A second explosion rocked Austin, Texas, hours after an earlier blast, which was apparently caused by a package left on a porch, killed a teen and injured a woman.

Two explosions happened in Austin on Monday morning.

Austin-Travis County EMS said a 17-year-old boy died at the scene and a woman was taken to a hospital after a package exploded Monday morning.

It is not clear whether or not the victims were the intended recipients of the explosive packages, but earlier Monday, prior to the third explosion, Manley said he is not limiting the scope of the investigation.

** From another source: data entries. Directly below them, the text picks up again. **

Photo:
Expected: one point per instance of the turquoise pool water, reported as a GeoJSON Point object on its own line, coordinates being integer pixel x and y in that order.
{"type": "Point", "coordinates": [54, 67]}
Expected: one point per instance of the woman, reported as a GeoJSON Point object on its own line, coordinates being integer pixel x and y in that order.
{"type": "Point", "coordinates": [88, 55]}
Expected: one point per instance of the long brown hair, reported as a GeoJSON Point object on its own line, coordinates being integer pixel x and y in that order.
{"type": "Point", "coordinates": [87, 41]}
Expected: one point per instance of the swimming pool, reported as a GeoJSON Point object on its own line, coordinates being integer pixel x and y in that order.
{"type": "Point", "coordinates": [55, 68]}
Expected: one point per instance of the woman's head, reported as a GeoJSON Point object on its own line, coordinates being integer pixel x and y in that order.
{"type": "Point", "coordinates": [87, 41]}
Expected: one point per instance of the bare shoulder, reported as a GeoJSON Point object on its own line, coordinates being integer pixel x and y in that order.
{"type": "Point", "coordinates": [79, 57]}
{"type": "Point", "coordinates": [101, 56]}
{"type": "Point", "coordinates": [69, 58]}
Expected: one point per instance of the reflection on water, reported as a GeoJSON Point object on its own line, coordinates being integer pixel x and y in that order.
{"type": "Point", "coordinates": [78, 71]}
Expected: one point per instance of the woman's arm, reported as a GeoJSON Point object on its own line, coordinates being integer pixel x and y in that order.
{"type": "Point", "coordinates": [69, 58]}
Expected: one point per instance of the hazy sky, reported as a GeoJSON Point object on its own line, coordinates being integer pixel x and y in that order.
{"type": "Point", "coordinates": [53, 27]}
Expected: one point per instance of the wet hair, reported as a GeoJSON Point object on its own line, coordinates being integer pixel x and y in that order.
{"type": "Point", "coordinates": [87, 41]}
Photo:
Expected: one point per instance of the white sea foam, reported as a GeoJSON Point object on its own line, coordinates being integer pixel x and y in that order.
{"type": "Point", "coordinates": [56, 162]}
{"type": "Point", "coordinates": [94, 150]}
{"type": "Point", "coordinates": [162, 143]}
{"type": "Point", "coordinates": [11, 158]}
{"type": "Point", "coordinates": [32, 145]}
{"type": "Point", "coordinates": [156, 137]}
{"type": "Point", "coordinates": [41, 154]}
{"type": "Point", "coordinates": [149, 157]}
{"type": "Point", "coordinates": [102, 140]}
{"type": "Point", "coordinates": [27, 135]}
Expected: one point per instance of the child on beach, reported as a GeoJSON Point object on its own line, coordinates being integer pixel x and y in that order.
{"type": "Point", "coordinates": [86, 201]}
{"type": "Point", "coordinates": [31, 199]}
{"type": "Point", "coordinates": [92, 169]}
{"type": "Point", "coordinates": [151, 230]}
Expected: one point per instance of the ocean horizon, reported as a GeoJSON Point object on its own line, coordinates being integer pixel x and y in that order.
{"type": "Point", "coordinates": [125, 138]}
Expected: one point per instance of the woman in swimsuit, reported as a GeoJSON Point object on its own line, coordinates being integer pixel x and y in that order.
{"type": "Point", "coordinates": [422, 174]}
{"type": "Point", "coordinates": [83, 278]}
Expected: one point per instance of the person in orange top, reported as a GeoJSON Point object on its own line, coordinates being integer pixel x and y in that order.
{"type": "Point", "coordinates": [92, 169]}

Police also have not decided if these are hate crimes, but said that's a real possibility of the victims' races. The elderly woman injured Monday afternoon suffered life-threatening injuries, Manly said.

He warned residents to watch out for unexpected boxes left outside their homes, without picking them up, and to report anything suspicious to police. The first blast happened March 2.

Austin police Chief Brian Manley said at a news conference that all explosions occurred when the victims went outside their homes and picked up the packages from their front doorstep.

"Based on evidence that we have at this scene, as well as at the other two scenes where we've had these explosions, this evidence makes us believe that these incidents are related", he told reporters.

The March 2 incident, initially investigated as a suspicious death but now considered a homicide, occurred at a house in the city's wealthy Harris Ridge neighbourhood, about 12 miles northeast of downtown.

"It's not time to panic, but it's time to be vigilant and it's time to pay attention, it's time to come together as a city and solve this", Manley said.

The governor's office announced a reward of $15,000 for information leading to the identification and arrest of the person or people involved in these explosions.

Federal investigators are helping police.

He says the package that exploded Monday and the one that detonated on March 2 had been left on the front doorsteps and were not delivered by a mail service.

"Under no circumstances should you touch them, move them or handle them in any way", he said.

"That case was being investigated as a suspicious death", Manley said today.

Due to a high level of calls, Manley noted that it may take officers a little while to arrive, but he said "we will respond". Police said they had no indication it was related to terrorism.

In the awake of the explosions, Texas governor's office is offering a reward of up to 15,000 US dollars for any information that leads to the arrest or identification of those involved. He at first suggested that the blasts could constitute a hate crime, but later amended that to say authorities had not settled on a motive.